For a few days we’ve had the problem that all events in our on-premise (k8s/helm) sentry deployment seem to be stuck. There are no errors in the logs as far as I can tell. I can log in to one of the worker pods and see that there are a number of events in the preprocessing queue - I’ve purged this, but it didn’t help. I then went through and restarted all of the services and eventually a few more events showed up but it seems to be stuck again. Any clue how to debug this?

We’re using chart v4.6.0 and app v20.7.2. Thanks!

I’m using sentry onpremise vanilla and I’m having the same problem. Only “filtered” events come in.

Screenshot from 2020-09-08 18-58-19

Hello @odinho, can you post your sentry.conf.py?

@rokroskar I would raise this against the helm chart issue tracker.

1 Like

So I was mistaken. I thought it was another problem. But now I see that it is actually processing this. It looked stuck, but it is processing them, it’s just that it has a huge backlog :joy:

I used to have like 1/event minute, but now it’s above 40-ish events a minute and the worker can’t keep up during daytime. So it has a queue of 8000 or so events. Since peak time is over it is slowly processing through them, and at 2300-ish it seems to be on top of it again. So sorry about the noise. I had just updated and thought this was related, but it’s just a regular issue.
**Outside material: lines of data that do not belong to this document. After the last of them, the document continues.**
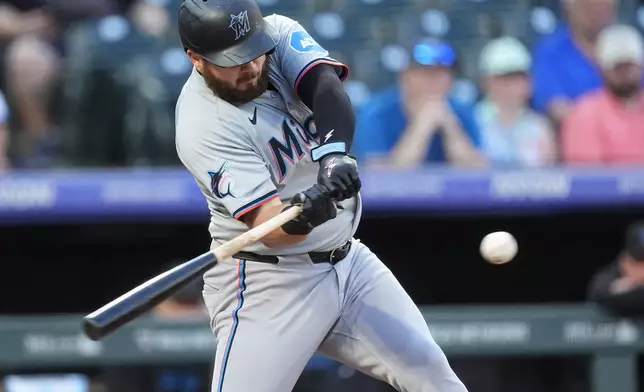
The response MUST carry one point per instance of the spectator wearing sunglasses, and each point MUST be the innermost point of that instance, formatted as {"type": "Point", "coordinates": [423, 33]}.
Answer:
{"type": "Point", "coordinates": [416, 122]}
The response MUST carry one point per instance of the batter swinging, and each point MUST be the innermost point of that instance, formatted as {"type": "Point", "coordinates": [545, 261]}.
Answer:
{"type": "Point", "coordinates": [263, 123]}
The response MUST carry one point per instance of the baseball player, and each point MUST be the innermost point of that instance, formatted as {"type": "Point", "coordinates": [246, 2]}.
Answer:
{"type": "Point", "coordinates": [263, 123]}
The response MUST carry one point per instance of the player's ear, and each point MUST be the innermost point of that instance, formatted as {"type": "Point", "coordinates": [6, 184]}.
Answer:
{"type": "Point", "coordinates": [196, 60]}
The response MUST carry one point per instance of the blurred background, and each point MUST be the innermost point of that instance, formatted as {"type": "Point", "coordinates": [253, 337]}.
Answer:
{"type": "Point", "coordinates": [538, 130]}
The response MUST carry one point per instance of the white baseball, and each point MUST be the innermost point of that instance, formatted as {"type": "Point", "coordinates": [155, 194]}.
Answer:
{"type": "Point", "coordinates": [499, 247]}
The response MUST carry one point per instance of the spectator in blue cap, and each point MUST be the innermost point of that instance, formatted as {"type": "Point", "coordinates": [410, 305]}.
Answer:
{"type": "Point", "coordinates": [417, 122]}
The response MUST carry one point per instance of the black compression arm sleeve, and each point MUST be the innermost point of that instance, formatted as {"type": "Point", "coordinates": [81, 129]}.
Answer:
{"type": "Point", "coordinates": [322, 91]}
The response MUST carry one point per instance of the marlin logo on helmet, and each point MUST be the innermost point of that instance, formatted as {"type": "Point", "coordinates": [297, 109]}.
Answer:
{"type": "Point", "coordinates": [239, 24]}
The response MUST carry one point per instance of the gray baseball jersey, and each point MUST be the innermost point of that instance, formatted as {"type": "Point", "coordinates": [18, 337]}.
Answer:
{"type": "Point", "coordinates": [242, 156]}
{"type": "Point", "coordinates": [269, 319]}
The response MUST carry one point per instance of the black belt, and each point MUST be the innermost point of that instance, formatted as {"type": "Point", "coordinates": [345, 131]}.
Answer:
{"type": "Point", "coordinates": [332, 256]}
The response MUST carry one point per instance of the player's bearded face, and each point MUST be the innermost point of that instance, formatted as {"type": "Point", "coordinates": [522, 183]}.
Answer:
{"type": "Point", "coordinates": [238, 85]}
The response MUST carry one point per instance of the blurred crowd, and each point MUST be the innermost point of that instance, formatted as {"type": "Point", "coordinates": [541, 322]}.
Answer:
{"type": "Point", "coordinates": [71, 93]}
{"type": "Point", "coordinates": [574, 97]}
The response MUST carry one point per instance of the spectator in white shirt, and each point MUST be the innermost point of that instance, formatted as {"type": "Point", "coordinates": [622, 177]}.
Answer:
{"type": "Point", "coordinates": [512, 134]}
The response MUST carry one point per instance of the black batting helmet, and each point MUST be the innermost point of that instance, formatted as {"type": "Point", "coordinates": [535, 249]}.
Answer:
{"type": "Point", "coordinates": [227, 33]}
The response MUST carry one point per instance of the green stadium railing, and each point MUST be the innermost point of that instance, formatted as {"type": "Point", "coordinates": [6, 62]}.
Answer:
{"type": "Point", "coordinates": [613, 344]}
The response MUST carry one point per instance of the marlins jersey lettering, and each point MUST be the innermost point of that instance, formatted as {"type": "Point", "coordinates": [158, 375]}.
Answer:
{"type": "Point", "coordinates": [243, 156]}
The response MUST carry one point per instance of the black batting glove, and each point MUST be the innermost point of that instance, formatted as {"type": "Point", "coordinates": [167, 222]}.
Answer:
{"type": "Point", "coordinates": [317, 208]}
{"type": "Point", "coordinates": [339, 173]}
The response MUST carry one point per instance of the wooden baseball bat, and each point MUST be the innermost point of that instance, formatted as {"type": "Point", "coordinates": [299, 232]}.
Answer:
{"type": "Point", "coordinates": [141, 299]}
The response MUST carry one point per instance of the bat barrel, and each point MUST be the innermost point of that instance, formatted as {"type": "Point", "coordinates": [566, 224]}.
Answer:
{"type": "Point", "coordinates": [144, 297]}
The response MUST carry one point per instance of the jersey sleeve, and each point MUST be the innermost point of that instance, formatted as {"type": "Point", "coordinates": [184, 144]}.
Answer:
{"type": "Point", "coordinates": [297, 52]}
{"type": "Point", "coordinates": [226, 166]}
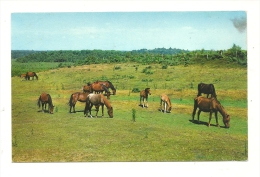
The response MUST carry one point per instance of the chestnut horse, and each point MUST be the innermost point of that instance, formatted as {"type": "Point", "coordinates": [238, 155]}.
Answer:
{"type": "Point", "coordinates": [46, 99]}
{"type": "Point", "coordinates": [210, 105]}
{"type": "Point", "coordinates": [97, 100]}
{"type": "Point", "coordinates": [207, 89]}
{"type": "Point", "coordinates": [166, 103]}
{"type": "Point", "coordinates": [31, 74]}
{"type": "Point", "coordinates": [77, 96]}
{"type": "Point", "coordinates": [98, 87]}
{"type": "Point", "coordinates": [144, 97]}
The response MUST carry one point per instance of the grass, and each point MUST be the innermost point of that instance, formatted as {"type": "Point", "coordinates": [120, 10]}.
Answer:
{"type": "Point", "coordinates": [153, 136]}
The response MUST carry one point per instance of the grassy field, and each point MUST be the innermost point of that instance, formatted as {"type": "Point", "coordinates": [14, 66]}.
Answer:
{"type": "Point", "coordinates": [154, 136]}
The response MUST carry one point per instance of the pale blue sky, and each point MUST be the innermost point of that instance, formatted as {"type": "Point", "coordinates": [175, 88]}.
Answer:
{"type": "Point", "coordinates": [128, 30]}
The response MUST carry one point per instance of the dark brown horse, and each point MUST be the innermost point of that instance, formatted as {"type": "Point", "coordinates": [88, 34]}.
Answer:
{"type": "Point", "coordinates": [77, 96]}
{"type": "Point", "coordinates": [97, 100]}
{"type": "Point", "coordinates": [31, 74]}
{"type": "Point", "coordinates": [44, 99]}
{"type": "Point", "coordinates": [210, 105]}
{"type": "Point", "coordinates": [99, 88]}
{"type": "Point", "coordinates": [206, 89]}
{"type": "Point", "coordinates": [144, 97]}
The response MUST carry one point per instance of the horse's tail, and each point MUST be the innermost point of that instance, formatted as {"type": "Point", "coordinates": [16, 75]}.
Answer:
{"type": "Point", "coordinates": [35, 75]}
{"type": "Point", "coordinates": [39, 102]}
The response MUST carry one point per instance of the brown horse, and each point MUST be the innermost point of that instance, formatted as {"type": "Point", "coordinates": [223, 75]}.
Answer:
{"type": "Point", "coordinates": [99, 88]}
{"type": "Point", "coordinates": [97, 100]}
{"type": "Point", "coordinates": [31, 74]}
{"type": "Point", "coordinates": [166, 103]}
{"type": "Point", "coordinates": [77, 96]}
{"type": "Point", "coordinates": [144, 97]}
{"type": "Point", "coordinates": [46, 99]}
{"type": "Point", "coordinates": [108, 85]}
{"type": "Point", "coordinates": [23, 76]}
{"type": "Point", "coordinates": [206, 89]}
{"type": "Point", "coordinates": [210, 105]}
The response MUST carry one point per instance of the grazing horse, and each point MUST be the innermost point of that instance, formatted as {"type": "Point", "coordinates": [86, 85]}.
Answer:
{"type": "Point", "coordinates": [77, 96]}
{"type": "Point", "coordinates": [23, 76]}
{"type": "Point", "coordinates": [97, 100]}
{"type": "Point", "coordinates": [31, 74]}
{"type": "Point", "coordinates": [144, 97]}
{"type": "Point", "coordinates": [99, 88]}
{"type": "Point", "coordinates": [46, 99]}
{"type": "Point", "coordinates": [210, 105]}
{"type": "Point", "coordinates": [207, 89]}
{"type": "Point", "coordinates": [108, 85]}
{"type": "Point", "coordinates": [167, 103]}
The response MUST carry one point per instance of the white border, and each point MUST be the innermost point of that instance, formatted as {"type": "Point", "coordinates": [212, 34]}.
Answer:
{"type": "Point", "coordinates": [249, 168]}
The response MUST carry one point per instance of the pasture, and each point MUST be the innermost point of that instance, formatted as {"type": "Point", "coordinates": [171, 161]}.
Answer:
{"type": "Point", "coordinates": [134, 134]}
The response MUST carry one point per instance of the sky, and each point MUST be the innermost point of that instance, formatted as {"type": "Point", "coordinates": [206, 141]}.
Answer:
{"type": "Point", "coordinates": [210, 30]}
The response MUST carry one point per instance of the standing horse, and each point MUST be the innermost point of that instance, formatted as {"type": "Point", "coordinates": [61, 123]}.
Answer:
{"type": "Point", "coordinates": [31, 74]}
{"type": "Point", "coordinates": [210, 105]}
{"type": "Point", "coordinates": [166, 103]}
{"type": "Point", "coordinates": [77, 96]}
{"type": "Point", "coordinates": [99, 88]}
{"type": "Point", "coordinates": [207, 89]}
{"type": "Point", "coordinates": [23, 76]}
{"type": "Point", "coordinates": [144, 97]}
{"type": "Point", "coordinates": [97, 100]}
{"type": "Point", "coordinates": [46, 99]}
{"type": "Point", "coordinates": [108, 85]}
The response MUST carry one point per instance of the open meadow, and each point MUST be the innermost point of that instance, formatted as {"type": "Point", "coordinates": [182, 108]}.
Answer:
{"type": "Point", "coordinates": [153, 136]}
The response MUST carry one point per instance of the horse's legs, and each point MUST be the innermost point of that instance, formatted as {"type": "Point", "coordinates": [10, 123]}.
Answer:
{"type": "Point", "coordinates": [216, 117]}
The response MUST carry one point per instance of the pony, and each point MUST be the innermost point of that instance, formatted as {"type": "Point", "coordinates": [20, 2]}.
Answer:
{"type": "Point", "coordinates": [77, 96]}
{"type": "Point", "coordinates": [23, 76]}
{"type": "Point", "coordinates": [99, 88]}
{"type": "Point", "coordinates": [44, 99]}
{"type": "Point", "coordinates": [166, 103]}
{"type": "Point", "coordinates": [31, 74]}
{"type": "Point", "coordinates": [108, 85]}
{"type": "Point", "coordinates": [210, 105]}
{"type": "Point", "coordinates": [97, 100]}
{"type": "Point", "coordinates": [144, 97]}
{"type": "Point", "coordinates": [207, 89]}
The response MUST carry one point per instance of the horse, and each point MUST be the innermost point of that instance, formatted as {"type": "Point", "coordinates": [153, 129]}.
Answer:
{"type": "Point", "coordinates": [108, 85]}
{"type": "Point", "coordinates": [23, 76]}
{"type": "Point", "coordinates": [207, 89]}
{"type": "Point", "coordinates": [31, 74]}
{"type": "Point", "coordinates": [46, 99]}
{"type": "Point", "coordinates": [167, 103]}
{"type": "Point", "coordinates": [77, 96]}
{"type": "Point", "coordinates": [99, 88]}
{"type": "Point", "coordinates": [210, 105]}
{"type": "Point", "coordinates": [144, 97]}
{"type": "Point", "coordinates": [97, 100]}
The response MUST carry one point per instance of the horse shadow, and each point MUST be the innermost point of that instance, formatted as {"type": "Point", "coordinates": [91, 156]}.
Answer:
{"type": "Point", "coordinates": [204, 123]}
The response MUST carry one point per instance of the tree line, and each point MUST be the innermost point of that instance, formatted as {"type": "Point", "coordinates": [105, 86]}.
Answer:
{"type": "Point", "coordinates": [171, 56]}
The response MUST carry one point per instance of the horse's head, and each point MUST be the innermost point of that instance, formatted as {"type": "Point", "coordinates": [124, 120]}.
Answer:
{"type": "Point", "coordinates": [51, 109]}
{"type": "Point", "coordinates": [110, 112]}
{"type": "Point", "coordinates": [226, 121]}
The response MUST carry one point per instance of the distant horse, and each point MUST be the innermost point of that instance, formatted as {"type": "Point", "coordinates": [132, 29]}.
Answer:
{"type": "Point", "coordinates": [108, 85]}
{"type": "Point", "coordinates": [46, 99]}
{"type": "Point", "coordinates": [144, 97]}
{"type": "Point", "coordinates": [99, 88]}
{"type": "Point", "coordinates": [77, 96]}
{"type": "Point", "coordinates": [207, 89]}
{"type": "Point", "coordinates": [31, 74]}
{"type": "Point", "coordinates": [87, 89]}
{"type": "Point", "coordinates": [23, 76]}
{"type": "Point", "coordinates": [166, 103]}
{"type": "Point", "coordinates": [210, 105]}
{"type": "Point", "coordinates": [97, 100]}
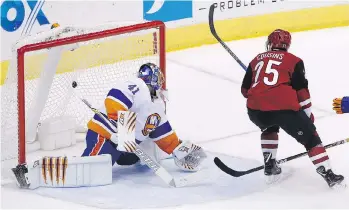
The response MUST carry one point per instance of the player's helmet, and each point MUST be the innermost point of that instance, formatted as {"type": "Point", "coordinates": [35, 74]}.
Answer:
{"type": "Point", "coordinates": [279, 39]}
{"type": "Point", "coordinates": [151, 75]}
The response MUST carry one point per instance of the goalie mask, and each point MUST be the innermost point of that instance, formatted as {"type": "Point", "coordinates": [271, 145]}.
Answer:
{"type": "Point", "coordinates": [152, 76]}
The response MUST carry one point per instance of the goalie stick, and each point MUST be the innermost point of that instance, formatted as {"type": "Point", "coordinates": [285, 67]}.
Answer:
{"type": "Point", "coordinates": [148, 160]}
{"type": "Point", "coordinates": [235, 173]}
{"type": "Point", "coordinates": [214, 33]}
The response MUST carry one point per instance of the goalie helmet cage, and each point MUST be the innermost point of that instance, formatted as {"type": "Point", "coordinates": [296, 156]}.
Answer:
{"type": "Point", "coordinates": [52, 42]}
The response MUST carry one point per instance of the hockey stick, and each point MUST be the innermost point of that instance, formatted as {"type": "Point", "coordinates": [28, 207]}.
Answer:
{"type": "Point", "coordinates": [148, 160]}
{"type": "Point", "coordinates": [214, 33]}
{"type": "Point", "coordinates": [235, 173]}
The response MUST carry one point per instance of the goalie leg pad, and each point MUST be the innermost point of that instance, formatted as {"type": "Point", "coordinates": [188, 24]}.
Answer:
{"type": "Point", "coordinates": [65, 172]}
{"type": "Point", "coordinates": [98, 145]}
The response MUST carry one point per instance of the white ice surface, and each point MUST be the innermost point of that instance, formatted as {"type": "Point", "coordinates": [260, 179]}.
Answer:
{"type": "Point", "coordinates": [206, 107]}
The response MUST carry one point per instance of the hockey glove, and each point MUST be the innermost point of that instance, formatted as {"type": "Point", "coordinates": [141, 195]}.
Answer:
{"type": "Point", "coordinates": [188, 156]}
{"type": "Point", "coordinates": [341, 105]}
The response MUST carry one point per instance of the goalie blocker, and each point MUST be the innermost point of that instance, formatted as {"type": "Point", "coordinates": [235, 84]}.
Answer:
{"type": "Point", "coordinates": [89, 171]}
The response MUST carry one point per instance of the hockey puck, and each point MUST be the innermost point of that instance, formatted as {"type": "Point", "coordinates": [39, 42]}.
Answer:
{"type": "Point", "coordinates": [74, 84]}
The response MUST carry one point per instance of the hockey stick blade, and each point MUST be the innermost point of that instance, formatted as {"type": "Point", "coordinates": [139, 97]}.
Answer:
{"type": "Point", "coordinates": [235, 173]}
{"type": "Point", "coordinates": [214, 33]}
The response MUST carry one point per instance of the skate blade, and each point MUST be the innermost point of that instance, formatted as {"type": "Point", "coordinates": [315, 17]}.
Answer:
{"type": "Point", "coordinates": [272, 179]}
{"type": "Point", "coordinates": [340, 186]}
{"type": "Point", "coordinates": [285, 174]}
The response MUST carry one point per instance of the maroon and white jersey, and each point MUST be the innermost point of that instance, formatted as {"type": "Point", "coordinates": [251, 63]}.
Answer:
{"type": "Point", "coordinates": [275, 80]}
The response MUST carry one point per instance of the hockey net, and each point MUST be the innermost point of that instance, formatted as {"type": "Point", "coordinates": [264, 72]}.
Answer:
{"type": "Point", "coordinates": [38, 84]}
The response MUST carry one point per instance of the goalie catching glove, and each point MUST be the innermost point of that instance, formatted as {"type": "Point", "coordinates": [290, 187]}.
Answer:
{"type": "Point", "coordinates": [341, 105]}
{"type": "Point", "coordinates": [188, 156]}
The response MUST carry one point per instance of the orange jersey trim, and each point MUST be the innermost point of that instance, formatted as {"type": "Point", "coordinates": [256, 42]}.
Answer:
{"type": "Point", "coordinates": [113, 107]}
{"type": "Point", "coordinates": [168, 143]}
{"type": "Point", "coordinates": [98, 146]}
{"type": "Point", "coordinates": [98, 129]}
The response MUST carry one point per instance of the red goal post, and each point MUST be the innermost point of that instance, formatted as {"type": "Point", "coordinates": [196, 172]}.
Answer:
{"type": "Point", "coordinates": [72, 40]}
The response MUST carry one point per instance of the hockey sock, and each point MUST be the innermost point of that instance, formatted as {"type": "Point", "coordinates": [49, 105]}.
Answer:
{"type": "Point", "coordinates": [319, 157]}
{"type": "Point", "coordinates": [269, 142]}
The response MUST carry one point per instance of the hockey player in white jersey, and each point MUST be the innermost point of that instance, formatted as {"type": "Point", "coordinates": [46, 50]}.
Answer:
{"type": "Point", "coordinates": [142, 95]}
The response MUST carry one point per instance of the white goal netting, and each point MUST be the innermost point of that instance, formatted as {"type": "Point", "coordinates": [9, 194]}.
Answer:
{"type": "Point", "coordinates": [113, 53]}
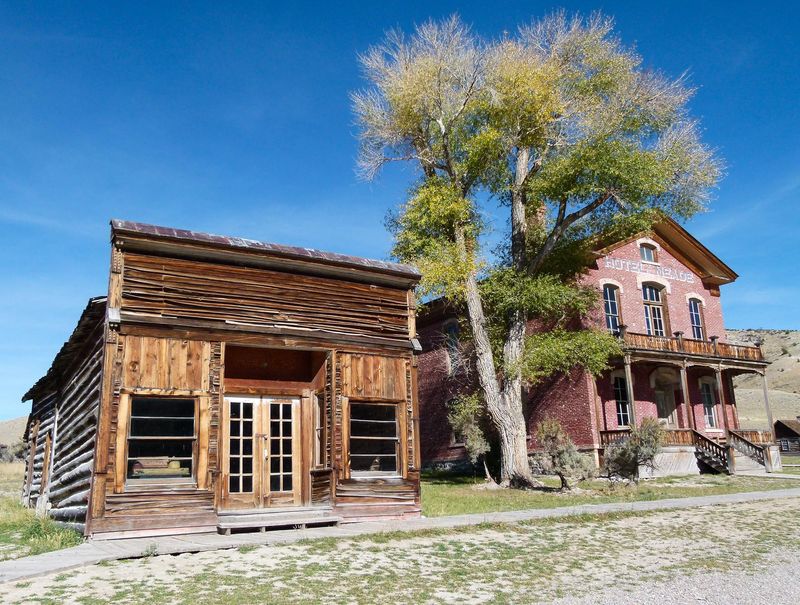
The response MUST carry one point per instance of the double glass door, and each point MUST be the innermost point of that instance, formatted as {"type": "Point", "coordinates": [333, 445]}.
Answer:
{"type": "Point", "coordinates": [261, 451]}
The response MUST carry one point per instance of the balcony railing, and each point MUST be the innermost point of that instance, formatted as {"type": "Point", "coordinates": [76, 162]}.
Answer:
{"type": "Point", "coordinates": [679, 344]}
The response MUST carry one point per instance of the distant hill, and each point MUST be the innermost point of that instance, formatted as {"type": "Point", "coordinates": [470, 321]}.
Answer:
{"type": "Point", "coordinates": [782, 350]}
{"type": "Point", "coordinates": [12, 430]}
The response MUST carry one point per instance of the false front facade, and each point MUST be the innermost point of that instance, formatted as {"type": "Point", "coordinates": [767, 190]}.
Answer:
{"type": "Point", "coordinates": [659, 294]}
{"type": "Point", "coordinates": [226, 383]}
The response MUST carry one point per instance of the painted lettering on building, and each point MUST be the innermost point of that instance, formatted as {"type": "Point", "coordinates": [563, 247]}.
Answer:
{"type": "Point", "coordinates": [639, 267]}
The server is maxed out on CPU, so I won’t add more workers, but I could maybe give it some more CPUs and then add additional workers. Or I could just start rate limiting events.

Of course the real fix is to fix my apps that’s spamming issues at the Sentry server! :joy: Thanks @untitaker!

I believe the issue is actually that workers were running out of cpu/memory - are there some official recommendations for resource provisioning?

We cannot provide recommendations for the helm chart as we don’t maintain it.

Sure I understand that, but the question is not about the helm chart, it’s about resource requirements for sentry. Are there some guidelines for running sentry on-premise?

That really depends on what the Helm chart does. Does it spawn 1 vs n workers? Does it provide special options to increase/reduce memory usage?

The only clear-cut issue I’ve seen with regard to OOM was this: Sentry worker dying

But if that’s your problem depends on whether the Helm chart passes/does not pass this option already.

1 Like

ok thanks @untitaker I’ll take this over to the helm chart repo. Thanks for the pointer to the other thread!